LA sixième Conférence régionale des femmes africaines ministres et parlementaires s'ouvre ce matin à l'hôtel intercontinental Okoumé Palace de Libreville. Cette manifestation qui va s'étaler sur quatre jours, c'est-à-dire du 23 au 26 novembre, est organisée par le Fonds des Nations unies pour la population (UNFPA) et l'UNIFEM, et à laquelle est attendue une quarantaine de pays africains.

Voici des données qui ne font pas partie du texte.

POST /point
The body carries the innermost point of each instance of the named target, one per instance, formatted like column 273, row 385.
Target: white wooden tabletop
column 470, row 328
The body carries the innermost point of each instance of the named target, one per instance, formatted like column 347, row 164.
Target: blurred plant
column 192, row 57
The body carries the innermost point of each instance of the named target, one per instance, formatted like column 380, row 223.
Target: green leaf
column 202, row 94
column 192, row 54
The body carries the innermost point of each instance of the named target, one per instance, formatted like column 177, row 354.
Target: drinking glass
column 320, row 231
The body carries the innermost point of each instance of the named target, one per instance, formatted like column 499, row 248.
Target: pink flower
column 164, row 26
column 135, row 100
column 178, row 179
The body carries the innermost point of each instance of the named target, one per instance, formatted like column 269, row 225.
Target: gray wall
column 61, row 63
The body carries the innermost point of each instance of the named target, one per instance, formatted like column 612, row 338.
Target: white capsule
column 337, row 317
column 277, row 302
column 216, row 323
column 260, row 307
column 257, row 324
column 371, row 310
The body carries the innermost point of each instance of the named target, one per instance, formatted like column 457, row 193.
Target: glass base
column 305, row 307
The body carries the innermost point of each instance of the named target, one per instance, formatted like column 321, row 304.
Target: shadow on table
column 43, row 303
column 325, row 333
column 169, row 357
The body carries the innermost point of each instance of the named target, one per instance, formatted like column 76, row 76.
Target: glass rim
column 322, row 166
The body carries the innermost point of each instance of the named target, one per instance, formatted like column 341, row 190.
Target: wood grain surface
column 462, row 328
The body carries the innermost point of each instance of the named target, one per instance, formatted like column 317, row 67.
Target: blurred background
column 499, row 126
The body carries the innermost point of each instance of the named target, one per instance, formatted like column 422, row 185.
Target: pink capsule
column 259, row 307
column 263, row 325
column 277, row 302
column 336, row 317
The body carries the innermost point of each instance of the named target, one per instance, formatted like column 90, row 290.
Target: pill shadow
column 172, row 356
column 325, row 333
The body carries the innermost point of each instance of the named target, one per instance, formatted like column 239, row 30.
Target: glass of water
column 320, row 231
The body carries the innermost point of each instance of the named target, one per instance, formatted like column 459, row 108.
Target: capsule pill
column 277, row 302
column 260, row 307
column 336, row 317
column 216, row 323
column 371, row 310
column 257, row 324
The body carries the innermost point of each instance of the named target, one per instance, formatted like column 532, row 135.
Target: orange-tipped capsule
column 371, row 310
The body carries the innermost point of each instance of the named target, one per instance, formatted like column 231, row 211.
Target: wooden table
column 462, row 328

Les conférenciers vont essentiellement débattre des violences faites aux femmes à travers le thème retenu cette année : «Le combat contre les violences faites aux femmes : une action clé dans la réalisation des objectifs de développement du Millénaire (ODM) en Afrique sub-saharienne.»

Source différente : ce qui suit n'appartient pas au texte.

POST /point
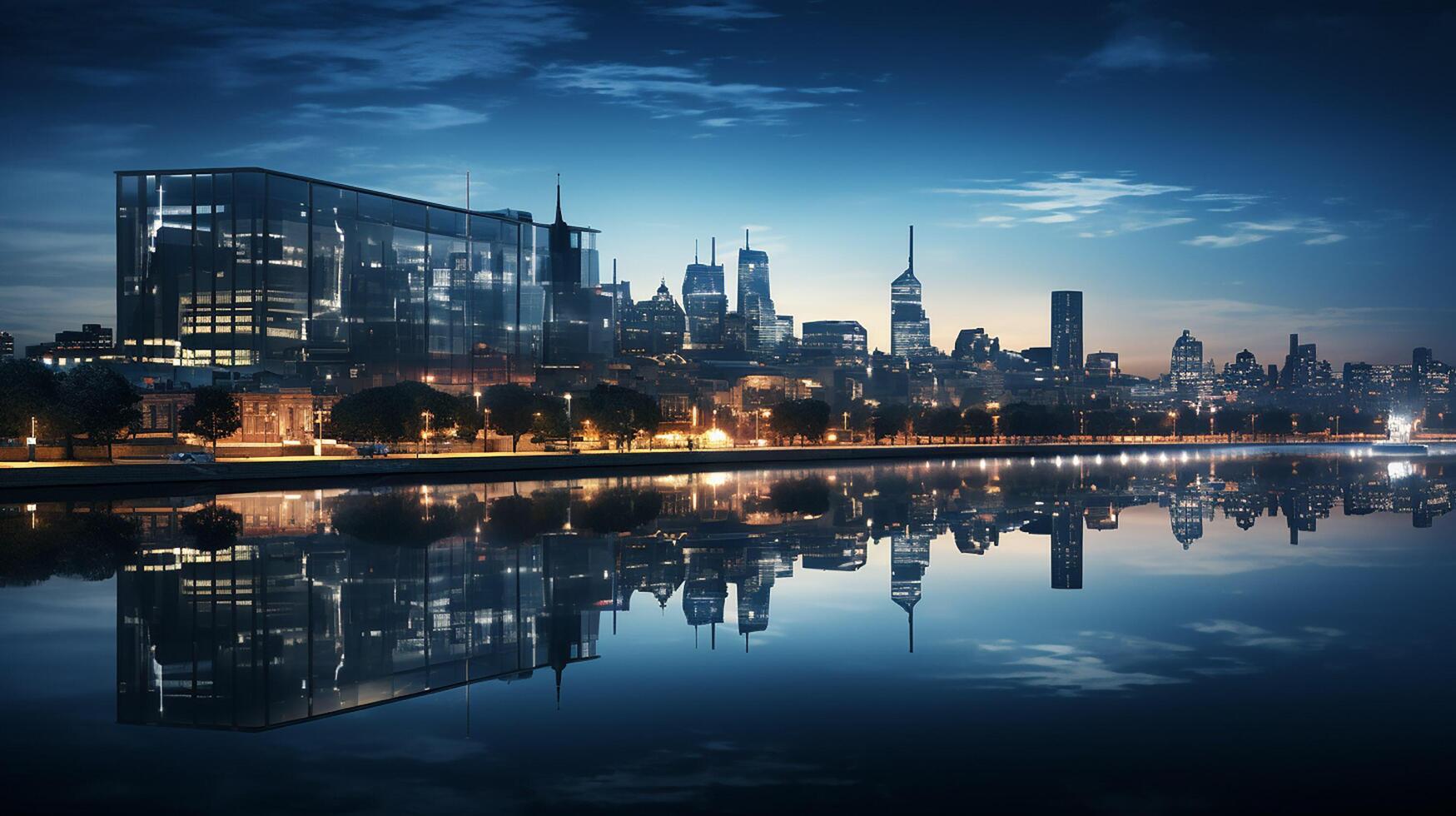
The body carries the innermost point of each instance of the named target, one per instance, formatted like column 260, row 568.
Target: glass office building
column 245, row 267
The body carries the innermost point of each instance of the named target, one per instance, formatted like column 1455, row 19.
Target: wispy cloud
column 1248, row 635
column 1226, row 202
column 271, row 146
column 673, row 91
column 1148, row 46
column 717, row 13
column 430, row 116
column 1254, row 232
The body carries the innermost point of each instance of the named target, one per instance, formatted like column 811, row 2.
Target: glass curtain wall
column 297, row 277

Un thème qui s'inscrit en tout cas dans le prolongement de la Conférence des femmes ministres et parlementaires africaines tenue au Cap Vert en 2002 et dont l'une des recommandations avait été «la nécessité d'une recherche opérationnelle sur les questions de genre, telles que les violences faites aux femmes». Un sujet important au demeurant d'autant que les inégalités entre les sexes sont encore criantes au sein de nôs Etats dont la phallocratie rampante a fini par corrompre fondamentalement les mentalités et orienter l'organisation sociale.
On peut s'en apercevoir à travers un certain nombre de dispositions légales en vigueur dans plusieurs pays africains qui font la part belle à la gent masculine. C'est le cas, notamment, du rôle de figuration que joue la femme en ce qui concerne l'héritage lors du décès de son époux. Ou encore s'agissant de la polygamie pour laquelle la loi offre une possibilité à l'homme d'avoir autant d'épouses selon son désir sans avoir à s'en remettre à l'avis de la femme. Ce sont là les inégalités, entre autres, qui constituent autant de violences morales qui figurent aux côtés des violence physiques dont les femmes sont victimes au quotidien en Afrique. Selon les estimations de l'organisation mondiale de la santé, une femme ou une fille sur trois est victime de violence du simple fait de son genre.
Cette sixième conférence va donc servir de plate-forme de démonstration de l'importance de l'éradication des violences faites aux femmes comme pré-requis pour atteindre les objectifs du Millénaire pour le développement. Car, en effet, si la marginalisation de la femme se poursuit, c'est toute la société africaine qui va se trouver sevrée d'une de ses mains d'oeuvre les plus significatives. En clair, la conférence vise à fournir les données sur les liens entre les violences faites aux femmes, la pauvreté, la santé de la reproduction, mettre à la disposition des femmes ministres et parlementaires les outils nécessaires pour le plaidoyer en faveur de l'élimination des violences faites aux femmes, etc.
La conférence va se caractériser par des présentations par des personnes ressources, des discussions en plénière, des travaux de groupes et aine session consacrée aux techniques de pression et de plaidoyer.